Harnessing the Hidden Potential of Databases

Exploring the Why and How of Database Utilization in Research and Learning

November 2, 2023

Talk Structure

  • Background: How did I get here?
    • Introduction
    • Past research
  • What are databases?
    • Basics
    • Compare and contrast to spreadsheets
  • Installation and Use
    • Options: from simple to complex
    • Interfaces
  • Examples
  • Summary

Background: How did I get here?

Summary

Grad Research

  • My graduate research centered around refining our estimates of the mass distribution of the near-Earth asteroid population
  • Too small to be detected by most means, my detection screen was the shadowed portion of the moon
  • Involved many nights of observations
    • As commonly happens, the amount of data snuck up on me

Tracking Observations

Willamette Research

  • Cloudy skies makes lunar observations impractical
  • What if Earth’s skies became the “detection screen” instead?
    • Any part of the sky being clear could allow for observations
    • Need an automated recording system
  • Detection analysis done onboard with a microcomputer
  • The data load still crept up on me!

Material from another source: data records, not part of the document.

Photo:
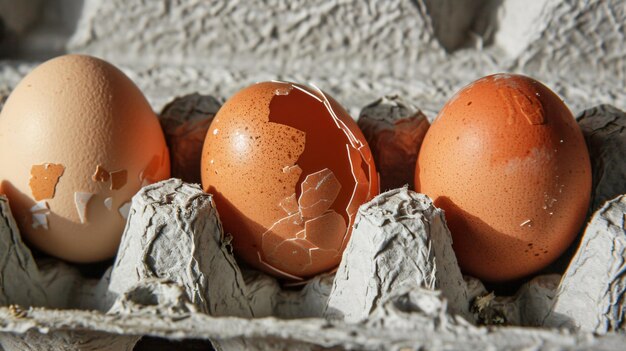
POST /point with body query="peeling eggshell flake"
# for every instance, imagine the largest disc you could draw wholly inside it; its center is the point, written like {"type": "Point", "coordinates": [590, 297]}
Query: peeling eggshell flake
{"type": "Point", "coordinates": [74, 119]}
{"type": "Point", "coordinates": [40, 212]}
{"type": "Point", "coordinates": [44, 179]}
{"type": "Point", "coordinates": [289, 210]}
{"type": "Point", "coordinates": [604, 128]}
{"type": "Point", "coordinates": [591, 294]}
{"type": "Point", "coordinates": [81, 199]}
{"type": "Point", "coordinates": [101, 174]}
{"type": "Point", "coordinates": [394, 130]}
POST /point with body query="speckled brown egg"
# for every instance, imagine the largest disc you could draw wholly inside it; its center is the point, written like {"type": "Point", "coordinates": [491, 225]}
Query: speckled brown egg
{"type": "Point", "coordinates": [77, 141]}
{"type": "Point", "coordinates": [507, 162]}
{"type": "Point", "coordinates": [289, 169]}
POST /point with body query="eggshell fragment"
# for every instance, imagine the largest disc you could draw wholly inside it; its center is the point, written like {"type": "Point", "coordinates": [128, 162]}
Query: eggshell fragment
{"type": "Point", "coordinates": [289, 169]}
{"type": "Point", "coordinates": [507, 162]}
{"type": "Point", "coordinates": [63, 128]}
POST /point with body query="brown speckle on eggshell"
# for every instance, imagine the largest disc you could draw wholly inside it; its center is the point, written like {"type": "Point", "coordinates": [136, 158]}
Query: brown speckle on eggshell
{"type": "Point", "coordinates": [289, 168]}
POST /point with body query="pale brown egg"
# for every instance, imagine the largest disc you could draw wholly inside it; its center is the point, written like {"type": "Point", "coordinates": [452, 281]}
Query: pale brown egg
{"type": "Point", "coordinates": [289, 169]}
{"type": "Point", "coordinates": [77, 141]}
{"type": "Point", "coordinates": [507, 162]}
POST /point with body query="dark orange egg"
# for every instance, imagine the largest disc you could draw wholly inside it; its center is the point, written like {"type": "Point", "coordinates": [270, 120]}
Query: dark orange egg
{"type": "Point", "coordinates": [507, 162]}
{"type": "Point", "coordinates": [289, 169]}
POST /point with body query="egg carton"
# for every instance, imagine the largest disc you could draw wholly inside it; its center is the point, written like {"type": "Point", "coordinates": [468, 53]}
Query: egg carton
{"type": "Point", "coordinates": [398, 286]}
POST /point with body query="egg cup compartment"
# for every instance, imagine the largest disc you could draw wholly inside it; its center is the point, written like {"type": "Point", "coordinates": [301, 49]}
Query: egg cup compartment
{"type": "Point", "coordinates": [398, 286]}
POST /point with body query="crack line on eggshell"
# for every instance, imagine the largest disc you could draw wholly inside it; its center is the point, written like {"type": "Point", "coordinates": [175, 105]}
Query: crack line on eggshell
{"type": "Point", "coordinates": [81, 200]}
{"type": "Point", "coordinates": [290, 276]}
{"type": "Point", "coordinates": [124, 209]}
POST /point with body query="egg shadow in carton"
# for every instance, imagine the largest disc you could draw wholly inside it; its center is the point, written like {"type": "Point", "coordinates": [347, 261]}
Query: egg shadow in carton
{"type": "Point", "coordinates": [175, 277]}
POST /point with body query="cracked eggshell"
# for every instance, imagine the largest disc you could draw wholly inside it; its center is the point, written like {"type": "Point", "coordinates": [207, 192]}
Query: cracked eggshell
{"type": "Point", "coordinates": [78, 139]}
{"type": "Point", "coordinates": [507, 162]}
{"type": "Point", "coordinates": [289, 169]}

Despite more efforts!

Currently

  • Upon joining the SCIS faculty, I took on all the database and data management courses
    • I’ve taught the undergrad DATA 351 course twice
    • I’ve taught the graduate DATA 503 course three times, soon to be 5 this spring
  • I continue to teach the introductory programming courses in Python, and run the Section Leader program
  • I teach courses that lie at the intersection of the natural sciences and data science, currently Data in the Cosmos

What is a Database?

A Family

  • There are actually a variety of types of databases, each with their tradeoffs
    • Relational databases
    • Document databases
    • Graph databases
  • For those coming from familiarity with spreadsheets, relational databases will probably feel the more intuitive
  • Relational databases also happen to still be incredibly popular in industry

Why Relational Tables?

  • Suppose you wanted to keep track of your friends birthdays
    • This could easily be accomplished in a single table
First Name Last Name Birthday
Frank Stein 4/2/2000
Tessa Loch 8/23/2003
Bobby Wolf 12/14/2005

Complicating Things

  • What if you also wanted to track what classes each friend was taking?
  • Could imagine each friend taking 2-3 classes, some of which overlap
  • This complicates things more than might be expected, since to still store this in a single simple table now requires data duplication

Classy Friends

First Name Last Name Birthday Class Class Day Class Time
Frank Stein 4/2/2000 CS151 MWF 1:00pm
Frank Stein 4/2/2000 MATH256 MWF 9:00am
Tessa Loch 8/23/2003 CS151 MWF 1:00pm
Tessa Loch 8/23/2003 IDS236 TTh 1:00pm
Tessa Loch 8/23/2003 HIST123 MWF 12:00pm
Bobby Wolf 12/14/2005 IDS236 TTh 1:00pm
Bobby Wolf 12/14/2005 MATH256 MWF 9:00am

Data Duplication = BAD

Relational Tables

  • One solution to this issue is realizing that we are trying to actually keep track of two things: friends and classes.
  • So we break things up into two tables, and then create relationships between them
  • This is the core of what occurs in a relational database!
First Name Last Name Birthday
Frank Stein 4/2/2000
Tessa Loch 8/23/2003
Bobby Wolf 12/14/2005
Class Day Time
CS151 MWF 1:00pm
MATH256 MWF 9:00am
IDS236 TTh 1:00pm
HIST123 MWF 12:00pm
PHYS221 MWF 10:00pm

Viewing Relational Databases

  • In general, you’d probably use a third table to represent all the linkages
  • Unique id keys are used to connect the different tables


Differences from Spreadsheets

  • Databases have a much more rigid structure
    • You define up front what columns you want, and the data type associated with that column
    • Each row represents a record or observation, and data is entered one row at a time.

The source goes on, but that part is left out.